Embed the script and then call the tokenisation function as demonstrated below.

    <script src=""></script>
        var form = document.getElementById("cc-form");
        form.addEventListener('submit', function (e) {

            var capture = Pinch.Capture({
                publishableKey: "pk_test_hof89d7g0987g08d7f9g879"                

                cardNumber: document.getElementById("cardNumber").value,
                expiryMonth: document.getElementById("expiryMonth").value,
                expiryYear: document.getElementById("expiryYear").value,
                cvc: document.getElementById("cvc").value,
                cardHolderName: document.getElementById("cardHolderName").value
            }).then(function(result) {
                console.log("Client received token: " + result.token);
                document.getElementById("CreditCardToken").value = result.token;
            }).catch(function(err) {
                document.querySelector("#errors p").innerText = JSON.stringify(err);
                console.log("Client error: " + err);

The second way to tokenise a credit card is to hit our API directly. This is only allowed from approved merchants. Typically this is used for non web-based technologies, whose code is run directly on user devices, such as native phone apps. This API is not to be called from central servers, as to avoid credit card details flowing through a single point of attack. You may need to prove PCI compliance in some scenarios.

Method 2: API Tokenisation

Directly call Tokenise Credit Card endpoint.

2. Get an Access Token

Our API uses Bearer Authentication, which means you need to ask for an access token to make calls to our API. See Authentication for details of how to fetch one.

Once you have your token, include it as a header with each API call like so:

Authorization: Bearer <token>

3. Save a Payer

All payments within Pinch need to be associated with a Payer. This is the customer that you will be taking funds from.

See Create or Update Payer for the details to submit.

Submit as much information about the payer as you can and be sure to save the Payer ID (pyr_123456789) from the response.

4. Execute a realtime transaction

To take funds immediately from a credit card, use the realtime payment endpoint. Using this endpoint will give you a result in the response.
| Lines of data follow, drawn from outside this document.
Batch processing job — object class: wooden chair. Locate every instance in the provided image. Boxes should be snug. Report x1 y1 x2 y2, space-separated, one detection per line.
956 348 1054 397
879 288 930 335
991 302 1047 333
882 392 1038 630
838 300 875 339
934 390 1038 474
See Create Realtime Payment

If you want to schedule payments for the future, you can also follow the steps below.

5. Schedule a Payment

Payments are processed each day, once in the morning and once in the evening. They are sent to the bank overnight and a result is available the next day.
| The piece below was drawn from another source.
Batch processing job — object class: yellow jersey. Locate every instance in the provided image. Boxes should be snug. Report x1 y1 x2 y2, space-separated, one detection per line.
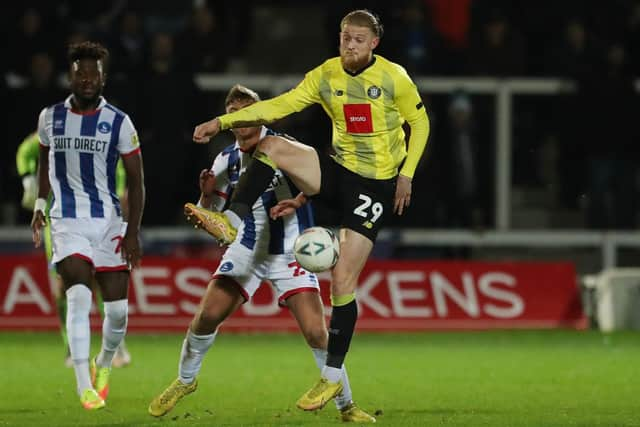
218 55 429 179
You can submit a payment for a payer using the Save scheduled payment endpoint.

It's a good idea to keep track of the Payment ID (pmt_123456789) that is returned in the response.

6. Poll for new Events

Since the scheduled payments are processed in the background, you'll need a way to be notified when they are either successful or failed (dishonoured). To do this we have an events system for all background processes.

Use the List all events endpoint to retrieve a list of all events. You can look at the type property to determine which kind of event it is. The events you'll want to look at are:

  • bank-results - Returns a list of payment results
  • transfer - Lets you know when a Transfer has been created

You'll use these two events in the next steps.
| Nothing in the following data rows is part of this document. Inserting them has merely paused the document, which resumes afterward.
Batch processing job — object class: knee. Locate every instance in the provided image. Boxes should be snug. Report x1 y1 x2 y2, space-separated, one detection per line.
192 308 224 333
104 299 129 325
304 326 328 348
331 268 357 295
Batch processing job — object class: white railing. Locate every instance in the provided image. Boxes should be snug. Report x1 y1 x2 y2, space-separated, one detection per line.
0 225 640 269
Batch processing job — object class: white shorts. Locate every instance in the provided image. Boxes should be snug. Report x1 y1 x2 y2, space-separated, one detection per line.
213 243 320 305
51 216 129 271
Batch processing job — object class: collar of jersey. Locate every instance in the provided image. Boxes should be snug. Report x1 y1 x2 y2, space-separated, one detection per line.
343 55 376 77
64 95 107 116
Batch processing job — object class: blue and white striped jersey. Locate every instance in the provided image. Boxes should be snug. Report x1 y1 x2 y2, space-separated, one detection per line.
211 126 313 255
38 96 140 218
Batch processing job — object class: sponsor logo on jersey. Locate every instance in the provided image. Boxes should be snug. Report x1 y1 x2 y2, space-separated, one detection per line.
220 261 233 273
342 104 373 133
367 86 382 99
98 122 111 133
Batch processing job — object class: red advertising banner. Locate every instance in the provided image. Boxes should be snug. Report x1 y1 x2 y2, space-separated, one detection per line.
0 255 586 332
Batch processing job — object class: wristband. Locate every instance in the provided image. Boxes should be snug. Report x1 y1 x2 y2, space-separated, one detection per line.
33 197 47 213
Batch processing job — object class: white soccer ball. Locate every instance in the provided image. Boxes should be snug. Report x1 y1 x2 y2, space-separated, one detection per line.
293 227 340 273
7. Lookup bank results for payment results

For credit cards, both successful and failed payments will be returned in the bank-results event.

You can use the Get Event endpoint to retrieve the event data, which will contain a list of payment IDs. These will match the payment IDs you saved earlier.

It's up to you to schedule a new payment when one fails.

8. Lookup transfer event for successful payments

A transfer is created whenever there are payments ready to be settled to your merchant bank account. Each transfer contains the details of any successful payments, failed payments, application charges and the fees related to any of these.

Firstly, use the Get Event endpoint to lookup the details of your new transfer event. Specifically, you'll want the Transfer ID (tra_123456789).

Next, fetch the transfer details from the List transfer line items endpoint. This will return a list of Payment IDs and their status (type: 'Settlement' for successful, type: 'Dishonour' for failed.).

You've now successfully integrated Credit Card payments into your system.